Leaders Hold the Keys to Teacher Improvement
Let’s get going, Leaders — your teachers’ growth and success is in large part dependent on you! It’s so important for Pre-K teachers to have some time regularly (outside the classroom) to collaborate: share practices, share lesson planning, and learn from and with each other. But this requires the commitment of system leaders and the work of a skilled Instructional Leader, who does the recruiting and hiring, manages schedules and budgets, prioritizes and protects the time teachers need. Teachers can’t improve and sustain improvements without System-Level changes!
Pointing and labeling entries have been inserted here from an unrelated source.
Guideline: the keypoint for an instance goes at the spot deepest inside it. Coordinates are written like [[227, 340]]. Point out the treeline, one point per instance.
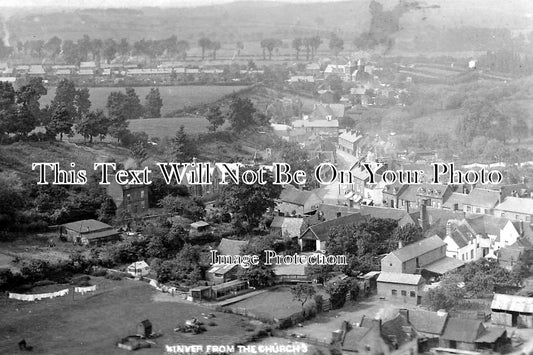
[[70, 112]]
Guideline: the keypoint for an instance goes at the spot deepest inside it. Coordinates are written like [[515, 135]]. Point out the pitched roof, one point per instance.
[[321, 230], [400, 278], [465, 330], [444, 265], [231, 246], [517, 204], [427, 322], [413, 250], [454, 199], [483, 198], [295, 196], [87, 226], [512, 303]]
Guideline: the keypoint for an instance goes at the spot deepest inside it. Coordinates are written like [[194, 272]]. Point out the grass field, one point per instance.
[[174, 97], [92, 324], [276, 303]]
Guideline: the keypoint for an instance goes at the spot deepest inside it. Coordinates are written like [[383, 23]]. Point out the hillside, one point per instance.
[[251, 21]]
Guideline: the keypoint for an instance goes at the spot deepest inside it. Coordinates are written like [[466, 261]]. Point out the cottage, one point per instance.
[[399, 287], [89, 232], [286, 227], [515, 208], [471, 335], [138, 269], [481, 201], [295, 202], [512, 311], [315, 237]]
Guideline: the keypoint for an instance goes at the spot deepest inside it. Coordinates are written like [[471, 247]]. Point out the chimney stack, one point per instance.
[[405, 313]]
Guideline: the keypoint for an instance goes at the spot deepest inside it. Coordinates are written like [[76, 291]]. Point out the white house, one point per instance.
[[138, 269]]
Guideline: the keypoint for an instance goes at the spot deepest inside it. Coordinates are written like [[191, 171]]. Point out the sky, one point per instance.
[[123, 3]]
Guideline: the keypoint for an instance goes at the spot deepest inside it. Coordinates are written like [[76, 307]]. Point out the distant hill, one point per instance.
[[251, 21]]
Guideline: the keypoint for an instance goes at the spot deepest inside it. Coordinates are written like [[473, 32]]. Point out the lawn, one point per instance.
[[174, 97], [277, 303], [92, 324]]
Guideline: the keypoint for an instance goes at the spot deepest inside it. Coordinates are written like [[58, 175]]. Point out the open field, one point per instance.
[[92, 324], [174, 97], [276, 303]]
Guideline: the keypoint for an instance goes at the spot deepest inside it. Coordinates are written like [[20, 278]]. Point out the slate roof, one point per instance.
[[461, 329], [483, 198], [517, 204], [413, 250], [427, 322], [512, 303], [321, 230], [87, 226], [455, 198], [400, 278], [231, 247], [295, 196]]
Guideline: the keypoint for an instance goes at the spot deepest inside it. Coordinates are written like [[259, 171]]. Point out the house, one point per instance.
[[516, 209], [391, 194], [129, 198], [464, 243], [481, 201], [138, 269], [433, 195], [512, 311], [327, 112], [315, 237], [88, 232], [400, 287], [427, 255], [471, 335], [295, 202], [231, 246], [349, 142], [286, 227], [220, 273], [199, 227]]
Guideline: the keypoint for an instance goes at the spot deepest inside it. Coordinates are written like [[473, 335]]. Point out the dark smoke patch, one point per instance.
[[384, 24]]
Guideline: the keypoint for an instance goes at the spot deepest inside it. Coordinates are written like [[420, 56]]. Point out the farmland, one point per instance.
[[92, 324], [174, 97]]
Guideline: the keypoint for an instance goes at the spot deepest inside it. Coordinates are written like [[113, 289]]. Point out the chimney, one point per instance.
[[448, 228], [423, 220], [404, 312], [376, 323]]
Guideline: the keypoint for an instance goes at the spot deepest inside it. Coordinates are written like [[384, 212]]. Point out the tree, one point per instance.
[[248, 203], [215, 117], [302, 293], [270, 44], [241, 111], [204, 43], [215, 46], [297, 44], [154, 103], [336, 44], [183, 149], [94, 124]]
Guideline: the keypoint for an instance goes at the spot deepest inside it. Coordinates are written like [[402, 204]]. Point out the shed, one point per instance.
[[139, 268], [144, 328], [512, 311]]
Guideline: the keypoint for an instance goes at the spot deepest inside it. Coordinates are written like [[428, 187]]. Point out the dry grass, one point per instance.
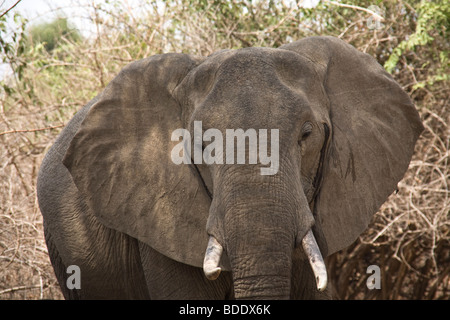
[[409, 236]]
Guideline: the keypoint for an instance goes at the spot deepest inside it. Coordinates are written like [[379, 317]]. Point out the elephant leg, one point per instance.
[[59, 267], [169, 279]]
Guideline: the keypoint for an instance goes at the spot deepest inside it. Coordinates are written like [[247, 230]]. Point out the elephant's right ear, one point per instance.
[[374, 127], [120, 160]]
The EdWeek article highlighted in the Facebook feed presented some common characteristics of programs who were successful in carving out time for teacher collaborations–developments which may take time but are intentional and feasible.
- Putting the focus right where it should be–student learning–and creating a culture of learning that includes ALL staff–everyone’s learning is important;
- Hiring the right staff – as new teachers are brought on, they must be committed to a philosophy of ongoing change and improvement. They must be able to acknowledge that they still have plenty to learn, and be willing to take part in the learning of their coworkers.
- Flexibility in scheduling – the programs continually modify schedules to maximize learning for both students and teachers. Ideas include changing arrival and dismissal times, designating one day per month (or even per week) as ‘early dismissal’ day; and carving out after-school hours for teams to meet;
- Creating multiple and flexible staffing roles: utilizing teacher aides for more than just one-on-one student attention and covering breaks, appointing teachers to various roles such as ‘new teacher mentor’ or ‘PLC facilitator’. Utilizing subs, volunteers and other in-house personnel to help cover classrooms so that teachers can leave the room for scheduled peer learning opportunities.
Leaders who are successful in creating this culture of learning within their staff, are generally supportive, hands-on and very visible in classrooms, inclusive, ‘strengths-based’, and collaborative, not ‘top-down’ in their leadership style. They allow teachers to have a voice, and know how to build strong teams, where everyone is accountable to the mission of the school, and energized by the vision of the leader. What kind of leader are you?